Dynamic Factor Analysis of High-dimensional Recurrent Events
Fangyi Chen, Yunxiao Chen, Zhiliang Ying, Kangjie Zhou
TL;DR
The paper tackles high-dimensional recurrent event data by introducing a semiparametric dynamic factor model where the mean rate satisfies $E(dY_{ij}(t)) = f(X_{ij}(t))\,dt$ with $X_{ij}(t) = \sum_{k=1}^r a_{jk}\theta_{ik}(t)$ and $\,\mathbf X(t)=\boldsymbol\Theta(t)\mathbf A^\top$. Estimation is achieved via a kernel-smoothed pseudo-likelihood under low-rank structure, coupled with a two-step discretization strategy and a projected gradient descent algorithm. An information criterion $\text{IC}(r) = -2\mathcal L_h(\hat{\boldsymbol\Theta}^{(r)},\hat{\mathbf A}^{(r)}) + v(N,J,r)$ consistently selects the number of factors, with theoretical results showing near rate-optimal convergence for the estimator and model-selection consistency under both dependent and independent block structures.
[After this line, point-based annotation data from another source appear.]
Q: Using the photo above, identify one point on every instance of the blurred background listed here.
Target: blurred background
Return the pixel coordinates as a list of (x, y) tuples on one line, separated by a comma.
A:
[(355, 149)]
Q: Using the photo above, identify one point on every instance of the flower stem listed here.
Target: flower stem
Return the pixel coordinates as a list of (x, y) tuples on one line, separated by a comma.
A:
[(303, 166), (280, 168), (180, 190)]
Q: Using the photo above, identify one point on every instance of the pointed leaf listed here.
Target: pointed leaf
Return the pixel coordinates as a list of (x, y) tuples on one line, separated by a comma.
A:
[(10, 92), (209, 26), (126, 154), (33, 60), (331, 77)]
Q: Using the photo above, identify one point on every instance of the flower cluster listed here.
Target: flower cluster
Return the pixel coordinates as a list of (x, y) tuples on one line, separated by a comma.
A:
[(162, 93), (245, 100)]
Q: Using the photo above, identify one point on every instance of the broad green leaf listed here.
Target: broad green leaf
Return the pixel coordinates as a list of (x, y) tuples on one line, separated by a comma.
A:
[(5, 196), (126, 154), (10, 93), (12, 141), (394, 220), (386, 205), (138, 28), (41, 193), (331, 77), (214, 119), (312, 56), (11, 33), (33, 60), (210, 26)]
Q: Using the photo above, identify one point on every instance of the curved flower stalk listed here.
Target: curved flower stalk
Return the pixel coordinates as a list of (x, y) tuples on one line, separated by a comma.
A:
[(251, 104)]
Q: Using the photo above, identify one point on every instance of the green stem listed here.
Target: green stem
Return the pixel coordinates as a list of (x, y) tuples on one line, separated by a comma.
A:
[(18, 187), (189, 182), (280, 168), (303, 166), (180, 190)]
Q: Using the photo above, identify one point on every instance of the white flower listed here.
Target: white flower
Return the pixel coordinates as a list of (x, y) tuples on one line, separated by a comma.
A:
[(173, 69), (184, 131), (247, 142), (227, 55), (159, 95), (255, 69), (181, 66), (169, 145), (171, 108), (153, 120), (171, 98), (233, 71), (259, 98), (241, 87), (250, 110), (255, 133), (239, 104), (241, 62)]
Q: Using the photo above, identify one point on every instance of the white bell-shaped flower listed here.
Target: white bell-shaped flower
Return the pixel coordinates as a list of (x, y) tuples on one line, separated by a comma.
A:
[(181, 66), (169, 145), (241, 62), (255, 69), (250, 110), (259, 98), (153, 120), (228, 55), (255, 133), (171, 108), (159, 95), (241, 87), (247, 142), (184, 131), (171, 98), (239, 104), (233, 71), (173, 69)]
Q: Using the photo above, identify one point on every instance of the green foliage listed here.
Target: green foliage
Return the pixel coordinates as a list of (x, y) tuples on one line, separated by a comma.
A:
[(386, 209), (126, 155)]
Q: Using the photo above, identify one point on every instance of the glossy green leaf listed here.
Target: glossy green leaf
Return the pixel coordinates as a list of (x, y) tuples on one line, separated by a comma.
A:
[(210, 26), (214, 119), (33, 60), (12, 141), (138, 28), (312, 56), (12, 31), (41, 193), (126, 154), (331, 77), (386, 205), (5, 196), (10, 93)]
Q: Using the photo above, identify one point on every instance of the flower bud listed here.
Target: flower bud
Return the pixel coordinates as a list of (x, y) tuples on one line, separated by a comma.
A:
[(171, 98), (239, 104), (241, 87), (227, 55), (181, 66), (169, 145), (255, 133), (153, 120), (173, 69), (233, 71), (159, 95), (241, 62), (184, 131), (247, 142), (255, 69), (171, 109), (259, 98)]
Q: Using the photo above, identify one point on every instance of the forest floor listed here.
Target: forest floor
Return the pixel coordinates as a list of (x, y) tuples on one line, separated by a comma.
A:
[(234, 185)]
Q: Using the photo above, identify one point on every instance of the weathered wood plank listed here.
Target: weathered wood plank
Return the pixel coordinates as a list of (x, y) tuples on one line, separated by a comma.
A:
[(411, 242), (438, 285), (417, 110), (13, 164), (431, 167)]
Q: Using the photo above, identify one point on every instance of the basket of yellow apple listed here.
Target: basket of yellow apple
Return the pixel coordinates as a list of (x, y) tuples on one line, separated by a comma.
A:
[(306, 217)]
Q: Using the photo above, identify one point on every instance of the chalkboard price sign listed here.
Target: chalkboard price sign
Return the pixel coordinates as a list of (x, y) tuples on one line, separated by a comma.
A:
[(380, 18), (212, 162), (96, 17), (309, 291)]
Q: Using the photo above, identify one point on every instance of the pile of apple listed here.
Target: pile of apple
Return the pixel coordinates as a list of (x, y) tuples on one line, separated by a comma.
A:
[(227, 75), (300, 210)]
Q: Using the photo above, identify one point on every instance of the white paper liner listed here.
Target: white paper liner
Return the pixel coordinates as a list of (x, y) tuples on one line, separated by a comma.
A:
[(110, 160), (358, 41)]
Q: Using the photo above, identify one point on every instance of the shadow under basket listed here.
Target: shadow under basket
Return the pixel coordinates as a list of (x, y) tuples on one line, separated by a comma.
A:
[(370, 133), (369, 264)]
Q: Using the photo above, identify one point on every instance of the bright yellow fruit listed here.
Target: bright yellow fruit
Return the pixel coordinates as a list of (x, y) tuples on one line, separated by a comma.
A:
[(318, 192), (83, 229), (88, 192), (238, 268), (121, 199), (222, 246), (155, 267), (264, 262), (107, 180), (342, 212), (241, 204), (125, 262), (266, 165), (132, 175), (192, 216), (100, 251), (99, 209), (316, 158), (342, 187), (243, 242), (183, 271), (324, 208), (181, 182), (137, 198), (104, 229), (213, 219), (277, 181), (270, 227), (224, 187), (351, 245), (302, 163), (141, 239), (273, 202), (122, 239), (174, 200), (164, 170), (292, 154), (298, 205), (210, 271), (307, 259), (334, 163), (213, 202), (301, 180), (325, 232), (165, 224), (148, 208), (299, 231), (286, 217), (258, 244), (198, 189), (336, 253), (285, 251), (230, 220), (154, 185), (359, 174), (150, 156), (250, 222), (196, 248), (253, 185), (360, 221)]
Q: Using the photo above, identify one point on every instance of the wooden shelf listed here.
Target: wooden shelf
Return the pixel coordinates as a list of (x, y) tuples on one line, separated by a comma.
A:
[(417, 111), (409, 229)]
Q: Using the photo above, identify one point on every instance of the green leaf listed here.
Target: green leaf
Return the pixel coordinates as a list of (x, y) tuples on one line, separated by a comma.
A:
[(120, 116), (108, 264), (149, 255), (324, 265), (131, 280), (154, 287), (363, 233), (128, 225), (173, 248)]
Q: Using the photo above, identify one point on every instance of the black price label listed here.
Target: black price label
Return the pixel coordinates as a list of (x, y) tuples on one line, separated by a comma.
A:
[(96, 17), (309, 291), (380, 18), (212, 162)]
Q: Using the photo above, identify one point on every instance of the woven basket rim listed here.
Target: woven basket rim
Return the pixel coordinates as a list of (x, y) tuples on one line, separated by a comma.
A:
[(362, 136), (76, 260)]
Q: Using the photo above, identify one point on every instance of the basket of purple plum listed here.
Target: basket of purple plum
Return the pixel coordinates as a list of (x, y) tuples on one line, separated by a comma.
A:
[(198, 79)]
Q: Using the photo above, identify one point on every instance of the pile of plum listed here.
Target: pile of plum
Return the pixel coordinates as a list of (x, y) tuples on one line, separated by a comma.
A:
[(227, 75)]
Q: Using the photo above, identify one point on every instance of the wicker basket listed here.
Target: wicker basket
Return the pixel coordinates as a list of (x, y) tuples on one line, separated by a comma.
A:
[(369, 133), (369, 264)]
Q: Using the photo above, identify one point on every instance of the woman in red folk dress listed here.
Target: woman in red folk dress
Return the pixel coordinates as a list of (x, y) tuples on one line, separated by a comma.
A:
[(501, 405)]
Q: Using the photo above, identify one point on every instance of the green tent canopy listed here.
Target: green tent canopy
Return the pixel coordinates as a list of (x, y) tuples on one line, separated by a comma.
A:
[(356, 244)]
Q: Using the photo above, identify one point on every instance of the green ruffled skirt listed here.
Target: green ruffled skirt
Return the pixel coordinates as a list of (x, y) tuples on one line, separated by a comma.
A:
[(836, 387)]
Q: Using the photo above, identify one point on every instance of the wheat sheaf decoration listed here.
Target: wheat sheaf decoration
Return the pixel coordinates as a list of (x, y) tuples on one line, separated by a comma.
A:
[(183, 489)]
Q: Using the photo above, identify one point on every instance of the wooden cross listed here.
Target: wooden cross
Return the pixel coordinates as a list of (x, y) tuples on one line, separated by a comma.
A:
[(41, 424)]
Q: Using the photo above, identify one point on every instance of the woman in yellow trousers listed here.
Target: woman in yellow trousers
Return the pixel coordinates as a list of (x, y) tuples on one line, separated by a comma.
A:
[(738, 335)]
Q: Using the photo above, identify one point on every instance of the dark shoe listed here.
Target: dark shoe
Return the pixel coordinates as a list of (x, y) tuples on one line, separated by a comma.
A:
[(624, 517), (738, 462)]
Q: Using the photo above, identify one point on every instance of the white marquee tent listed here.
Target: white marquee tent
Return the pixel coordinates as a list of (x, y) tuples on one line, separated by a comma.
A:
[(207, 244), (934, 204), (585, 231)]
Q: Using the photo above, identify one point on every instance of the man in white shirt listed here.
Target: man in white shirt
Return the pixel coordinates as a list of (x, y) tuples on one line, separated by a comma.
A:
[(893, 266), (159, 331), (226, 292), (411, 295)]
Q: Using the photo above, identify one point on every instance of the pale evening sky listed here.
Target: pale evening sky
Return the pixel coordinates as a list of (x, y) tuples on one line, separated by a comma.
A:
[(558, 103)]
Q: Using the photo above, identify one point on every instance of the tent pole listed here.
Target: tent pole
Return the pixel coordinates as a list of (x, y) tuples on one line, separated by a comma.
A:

Simulations demonstrate favorable performance relative to Poisson-factor models when latent dynamics are time-varying, and an application to grocery shopping data yields interpretable factors (healthy, unhealthy, and basic consumption) and insights into purchase dynamics. Overall, the framework provides a principled, scalable approach to uncover latent dynamic structure in complex multivariate event-time data with practical utility in market analytics and related fields.
Abstract
Recurrent event time data arise in many studies, including biomedicine, public health, marketing, and social media analysis. High-dimensional recurrent event data involving many event types and observations have become prevalent with advances in information technology. This paper proposes a semiparametric dynamic factor model for the dimension reduction of high-dimensional recurrent event data. The proposed model imposes a low-dimensional structure on the mean intensity functions of the event types while allowing for dependencies. A nearly rate-optimal smoothing-based estimator is proposed. An information criterion that consistently selects the number of factors is also developed. Simulation studies demonstrate the effectiveness of these inference tools. The proposed method is applied to grocery shopping data, for which an interpretable factor structure is obtained.